Decúbito dorsal; Síndrome do desconforto respiratório agudo; Hipoxemia; Insuficiência respiratória; Respiração artificial


ORIGINAL ARTICLE

Effects of prone position on the oxygenation of patients with acute respiratory distress syndrome

Efeitos da posição em pronação na oxigenação de pacientes com síndrome do desconforto respiratório agudo

Heloisa Baccaro Rossetti; Flávia Ribeiro Machado; Jorge Luiz Valiatti; José Luiz Gomes do Amaral

Intensive Care Unit, Discipline of Anesthesiology, Pain and Intensive Care, Universidade Federal de São Paulo (Unifesp), São Paulo, Brazil

Address for correspondence

ABSTRACT

CONTEXT AND OBJECTIVE: Acute respiratory distress syndrome (ARDS) is characterized by arterial hypoxemia, and prone position (PP) is one possible management strategy. The objective here was to evaluate the effects of PP on oxygenation.

DESIGN AND SETTING: Non-randomized, open, prospective, controlled clinical trial, in a surgical intensive care unit at a tertiary university hospital.

METHODS: Forty-one ARDS patients underwent PP for three-hour periods. Arterial partial oxygen pressure (PaO2) was measured immediately before changing to PP, after 30, 60, 120 and 180 minutes in PP and 60 minutes after returning to dorsal recumbent position (DP). The paired-t and Dunnett tests were used.

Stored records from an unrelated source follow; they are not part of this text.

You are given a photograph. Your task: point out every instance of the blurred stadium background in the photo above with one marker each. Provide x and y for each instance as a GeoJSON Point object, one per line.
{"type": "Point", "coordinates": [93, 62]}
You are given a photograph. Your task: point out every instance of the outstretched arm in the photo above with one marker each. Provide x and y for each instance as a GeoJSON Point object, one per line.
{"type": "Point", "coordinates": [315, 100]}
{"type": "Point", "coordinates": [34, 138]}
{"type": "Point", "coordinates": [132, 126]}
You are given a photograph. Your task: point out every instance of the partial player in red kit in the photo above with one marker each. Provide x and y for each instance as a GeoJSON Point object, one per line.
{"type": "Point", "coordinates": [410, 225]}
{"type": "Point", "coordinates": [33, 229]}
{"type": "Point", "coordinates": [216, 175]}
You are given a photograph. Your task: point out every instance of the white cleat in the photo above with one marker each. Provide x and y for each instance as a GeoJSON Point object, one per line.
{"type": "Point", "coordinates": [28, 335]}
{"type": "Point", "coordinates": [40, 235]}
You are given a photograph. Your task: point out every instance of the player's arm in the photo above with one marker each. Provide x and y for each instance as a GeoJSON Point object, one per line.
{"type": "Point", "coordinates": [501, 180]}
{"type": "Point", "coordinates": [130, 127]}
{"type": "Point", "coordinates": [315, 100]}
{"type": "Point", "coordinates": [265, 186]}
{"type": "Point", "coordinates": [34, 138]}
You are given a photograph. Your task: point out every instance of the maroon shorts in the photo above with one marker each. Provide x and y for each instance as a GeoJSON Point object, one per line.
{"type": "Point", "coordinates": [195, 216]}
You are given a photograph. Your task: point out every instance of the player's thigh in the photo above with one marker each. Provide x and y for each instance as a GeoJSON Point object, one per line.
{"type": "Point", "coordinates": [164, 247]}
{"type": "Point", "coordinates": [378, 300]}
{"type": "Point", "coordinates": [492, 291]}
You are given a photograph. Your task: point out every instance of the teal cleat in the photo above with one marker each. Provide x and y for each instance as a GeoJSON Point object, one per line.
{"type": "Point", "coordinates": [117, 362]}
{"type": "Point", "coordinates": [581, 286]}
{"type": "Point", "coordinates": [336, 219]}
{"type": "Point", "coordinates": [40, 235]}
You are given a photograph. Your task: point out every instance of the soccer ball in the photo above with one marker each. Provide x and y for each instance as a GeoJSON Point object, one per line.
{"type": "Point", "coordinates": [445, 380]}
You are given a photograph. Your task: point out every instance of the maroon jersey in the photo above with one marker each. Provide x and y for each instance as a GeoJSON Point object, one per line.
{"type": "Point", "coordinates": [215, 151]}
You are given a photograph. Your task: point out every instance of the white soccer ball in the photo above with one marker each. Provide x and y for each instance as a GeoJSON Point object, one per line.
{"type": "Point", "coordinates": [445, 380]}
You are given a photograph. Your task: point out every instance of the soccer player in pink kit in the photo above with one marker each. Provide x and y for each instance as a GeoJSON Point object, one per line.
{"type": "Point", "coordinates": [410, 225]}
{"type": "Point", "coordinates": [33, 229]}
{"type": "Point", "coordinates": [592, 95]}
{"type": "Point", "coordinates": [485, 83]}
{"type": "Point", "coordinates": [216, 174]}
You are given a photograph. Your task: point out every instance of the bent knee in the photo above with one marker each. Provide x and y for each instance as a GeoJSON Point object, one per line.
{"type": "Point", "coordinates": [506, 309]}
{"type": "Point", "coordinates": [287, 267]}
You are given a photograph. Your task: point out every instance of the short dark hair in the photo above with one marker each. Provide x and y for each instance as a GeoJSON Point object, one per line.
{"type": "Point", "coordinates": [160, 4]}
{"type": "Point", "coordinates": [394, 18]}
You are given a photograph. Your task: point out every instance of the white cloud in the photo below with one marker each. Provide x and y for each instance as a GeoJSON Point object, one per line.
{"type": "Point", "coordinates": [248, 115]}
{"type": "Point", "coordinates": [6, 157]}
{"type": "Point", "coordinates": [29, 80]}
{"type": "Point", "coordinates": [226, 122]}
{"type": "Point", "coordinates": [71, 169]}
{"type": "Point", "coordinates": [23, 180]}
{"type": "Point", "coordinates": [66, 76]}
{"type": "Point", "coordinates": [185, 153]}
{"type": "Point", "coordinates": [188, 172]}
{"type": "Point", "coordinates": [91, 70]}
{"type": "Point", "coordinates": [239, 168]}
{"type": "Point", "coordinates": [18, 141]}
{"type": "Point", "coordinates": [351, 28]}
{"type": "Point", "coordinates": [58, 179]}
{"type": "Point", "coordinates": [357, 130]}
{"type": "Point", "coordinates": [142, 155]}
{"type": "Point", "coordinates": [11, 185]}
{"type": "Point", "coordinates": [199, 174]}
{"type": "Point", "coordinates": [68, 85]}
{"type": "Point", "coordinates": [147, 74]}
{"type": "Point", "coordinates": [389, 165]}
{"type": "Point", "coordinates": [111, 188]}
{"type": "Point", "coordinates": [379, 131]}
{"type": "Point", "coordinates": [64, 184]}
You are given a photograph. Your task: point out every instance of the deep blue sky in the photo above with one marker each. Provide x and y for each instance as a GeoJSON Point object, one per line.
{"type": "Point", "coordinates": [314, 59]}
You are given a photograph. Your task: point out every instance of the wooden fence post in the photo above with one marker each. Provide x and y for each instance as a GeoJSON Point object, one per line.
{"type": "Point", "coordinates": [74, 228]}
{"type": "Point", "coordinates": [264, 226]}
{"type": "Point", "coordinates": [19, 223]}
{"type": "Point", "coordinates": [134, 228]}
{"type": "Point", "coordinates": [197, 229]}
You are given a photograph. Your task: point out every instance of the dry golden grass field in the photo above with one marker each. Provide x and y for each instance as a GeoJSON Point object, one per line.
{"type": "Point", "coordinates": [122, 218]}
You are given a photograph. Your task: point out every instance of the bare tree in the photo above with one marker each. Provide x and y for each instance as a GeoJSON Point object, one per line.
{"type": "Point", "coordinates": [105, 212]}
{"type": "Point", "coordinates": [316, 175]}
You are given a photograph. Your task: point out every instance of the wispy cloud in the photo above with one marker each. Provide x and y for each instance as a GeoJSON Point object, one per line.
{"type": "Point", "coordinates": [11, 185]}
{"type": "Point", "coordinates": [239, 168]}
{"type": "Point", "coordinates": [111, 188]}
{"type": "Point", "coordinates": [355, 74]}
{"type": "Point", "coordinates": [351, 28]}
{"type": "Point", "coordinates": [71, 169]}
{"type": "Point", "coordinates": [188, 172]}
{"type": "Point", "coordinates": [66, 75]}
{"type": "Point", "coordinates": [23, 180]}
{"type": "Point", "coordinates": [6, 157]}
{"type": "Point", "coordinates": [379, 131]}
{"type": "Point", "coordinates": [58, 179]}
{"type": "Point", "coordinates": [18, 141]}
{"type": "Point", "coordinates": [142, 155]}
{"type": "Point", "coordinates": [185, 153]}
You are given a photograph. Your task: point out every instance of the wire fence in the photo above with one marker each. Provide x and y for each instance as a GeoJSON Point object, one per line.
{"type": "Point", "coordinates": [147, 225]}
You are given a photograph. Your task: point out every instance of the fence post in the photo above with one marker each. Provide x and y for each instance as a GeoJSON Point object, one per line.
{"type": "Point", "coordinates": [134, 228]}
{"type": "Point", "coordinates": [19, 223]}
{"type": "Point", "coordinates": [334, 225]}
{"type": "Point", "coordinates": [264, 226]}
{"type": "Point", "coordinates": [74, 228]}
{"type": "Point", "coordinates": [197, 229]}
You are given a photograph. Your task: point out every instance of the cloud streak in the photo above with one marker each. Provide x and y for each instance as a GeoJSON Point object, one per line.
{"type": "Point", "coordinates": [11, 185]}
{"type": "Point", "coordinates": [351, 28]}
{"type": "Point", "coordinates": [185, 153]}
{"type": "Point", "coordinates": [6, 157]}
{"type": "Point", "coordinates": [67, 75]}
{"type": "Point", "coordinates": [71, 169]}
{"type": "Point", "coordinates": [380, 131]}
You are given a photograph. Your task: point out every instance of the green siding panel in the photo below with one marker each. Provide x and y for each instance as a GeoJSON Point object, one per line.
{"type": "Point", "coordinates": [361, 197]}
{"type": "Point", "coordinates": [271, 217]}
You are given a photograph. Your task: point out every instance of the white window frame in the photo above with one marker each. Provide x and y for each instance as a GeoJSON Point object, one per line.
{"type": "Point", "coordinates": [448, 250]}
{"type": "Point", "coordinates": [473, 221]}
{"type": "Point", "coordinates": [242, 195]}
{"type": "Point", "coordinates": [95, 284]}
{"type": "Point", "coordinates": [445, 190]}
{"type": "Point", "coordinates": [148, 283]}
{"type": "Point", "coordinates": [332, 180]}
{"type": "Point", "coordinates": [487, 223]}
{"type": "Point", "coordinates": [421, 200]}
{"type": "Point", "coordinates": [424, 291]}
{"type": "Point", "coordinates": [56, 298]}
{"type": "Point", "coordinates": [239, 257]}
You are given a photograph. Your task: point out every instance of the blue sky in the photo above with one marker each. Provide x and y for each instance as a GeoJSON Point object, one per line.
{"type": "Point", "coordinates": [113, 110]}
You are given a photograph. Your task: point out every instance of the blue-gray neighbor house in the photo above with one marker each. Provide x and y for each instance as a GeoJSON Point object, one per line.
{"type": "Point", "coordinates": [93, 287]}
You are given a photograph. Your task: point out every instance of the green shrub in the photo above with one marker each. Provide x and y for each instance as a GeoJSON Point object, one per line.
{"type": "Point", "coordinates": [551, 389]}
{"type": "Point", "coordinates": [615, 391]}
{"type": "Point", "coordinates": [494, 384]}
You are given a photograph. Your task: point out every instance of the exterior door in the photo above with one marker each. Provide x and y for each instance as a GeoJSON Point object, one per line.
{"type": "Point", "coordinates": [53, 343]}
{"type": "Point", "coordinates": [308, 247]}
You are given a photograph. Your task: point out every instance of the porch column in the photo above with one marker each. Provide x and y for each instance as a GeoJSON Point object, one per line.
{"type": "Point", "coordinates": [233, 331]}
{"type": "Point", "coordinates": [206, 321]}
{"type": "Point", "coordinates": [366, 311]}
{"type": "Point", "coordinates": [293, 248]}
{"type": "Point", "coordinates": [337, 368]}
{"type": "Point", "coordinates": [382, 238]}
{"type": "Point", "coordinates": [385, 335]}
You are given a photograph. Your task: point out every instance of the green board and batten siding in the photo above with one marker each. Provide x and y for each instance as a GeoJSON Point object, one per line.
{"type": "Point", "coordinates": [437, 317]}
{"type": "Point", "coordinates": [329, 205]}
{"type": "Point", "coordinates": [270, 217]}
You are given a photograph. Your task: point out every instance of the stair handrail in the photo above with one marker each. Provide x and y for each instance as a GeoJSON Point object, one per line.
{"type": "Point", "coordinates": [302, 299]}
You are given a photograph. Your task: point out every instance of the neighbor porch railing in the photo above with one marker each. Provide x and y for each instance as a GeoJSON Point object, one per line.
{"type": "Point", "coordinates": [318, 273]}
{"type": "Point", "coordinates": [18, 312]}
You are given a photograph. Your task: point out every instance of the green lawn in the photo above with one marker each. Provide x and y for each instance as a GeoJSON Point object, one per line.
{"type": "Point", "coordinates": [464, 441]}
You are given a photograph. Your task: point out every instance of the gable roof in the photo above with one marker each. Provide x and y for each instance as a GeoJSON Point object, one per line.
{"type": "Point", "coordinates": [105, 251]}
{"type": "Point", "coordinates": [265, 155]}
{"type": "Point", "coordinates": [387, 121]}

RESULTS: A notable clinical improvement in oxygenation (> 15%) was detected in 78.0% of patients. This persisted for 60 minutes after returning to DP in 56% and lasted for 12 and 48 hours in 53.6% and 46.3%, respectively. Maximum improvement was seen after 30 minutes in 12.5% of responding patients and after 180 minutes in 40.6%. No statistically significant associations between PP response and age, gender, weight, PEEP level, tidal volume, respiratory rate, PaO2/FiO2 or duration of mechanical ventilation were detected. One accidental extubation and four cases of deterioration through oxygenation were detected. The 48-hour mortality rate was 17%.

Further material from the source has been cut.